Russian National Party Explained

Country:Czechoslovakia
Russian National Party
Native Name:Русская Народная Партія
Leader1 Title:Leader
Leader1 Name:Ivan Zhidovsky
Foundation:1900
Dissolution:1939
Headquarters:Lviv (1900-1914)
Uzhhorod
Ideology:Galician Russophilia
Regionalism
Newspaper:Narodnaja gazeta
National:Czechoslovak National Democracy (1924–1934)

The Russian National Party or Russian People's Party (Russian: Русская народная партия), founded in 1900,[1] was a political party created by Western Ukrainian Russophiles in the Austro-Hungarian Kingdom of Galicia and Lodomeria to represent their interests.[2] It represented radicalization among western Ukrainian Russophiles towards the end of the 19th and beginning of the twentieth centuries, promoting the standard literary Russian language without local linguistic features and conversion to Russian Orthodoxy.[3] The Russian National Party had ties to Russian nationalist parties in the Russian Empire and received subsidies from the Russian government.[4] Its members actively helped the Russian administration during its rule in western Ukraine during the first world war.[3]

The party remained active in Czechoslovakia. RNP leader became governor of Carpathian Ruthenia in 1924. RNP cooperated with the National Democrats and ran with them in 1924, 1925,[5] in 1929 as part of Russian National Bloc[6] and in 1935.

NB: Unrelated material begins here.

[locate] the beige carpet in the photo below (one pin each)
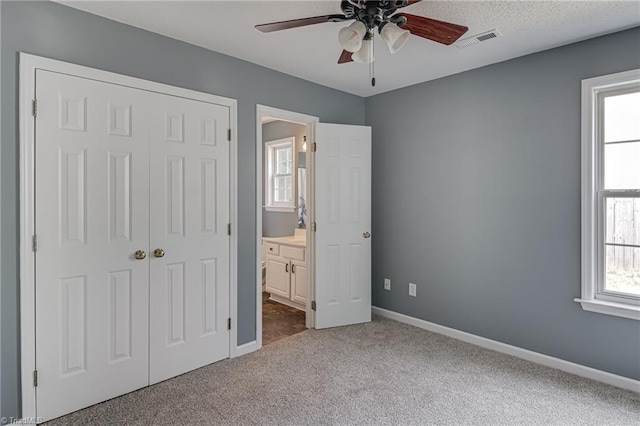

In parliamentary elections, it was a member of the Ukrainian parliamentary association of Austria-Hungary.

Notes and References

  1. [Paul Robert Magocsi]
  2. [Orest Subtelny]
  3. Ronald Grigor Suny, Michael D. Kennedy. (2001)Intellectuals and the Articulation of the Nation." Ann Arbor: University of Michigan Press. pg. 130
  4. Orest T. Martynowych. (1991). Ukrainians in Canada: The Formative Period, 1891-1924. Toronto: University of Toronto, Canadian Institute of Ukrainian Studies Press, pp.16-17
  5. Book: Poslanecká sněmovna v II. volebním období . 3. 1926. Archive of the National Assembly.
  6. Book: Politika a náboženství Podkarpatské Rusi v letech 1919–1929. 47–48. Sabina Línová. 2019.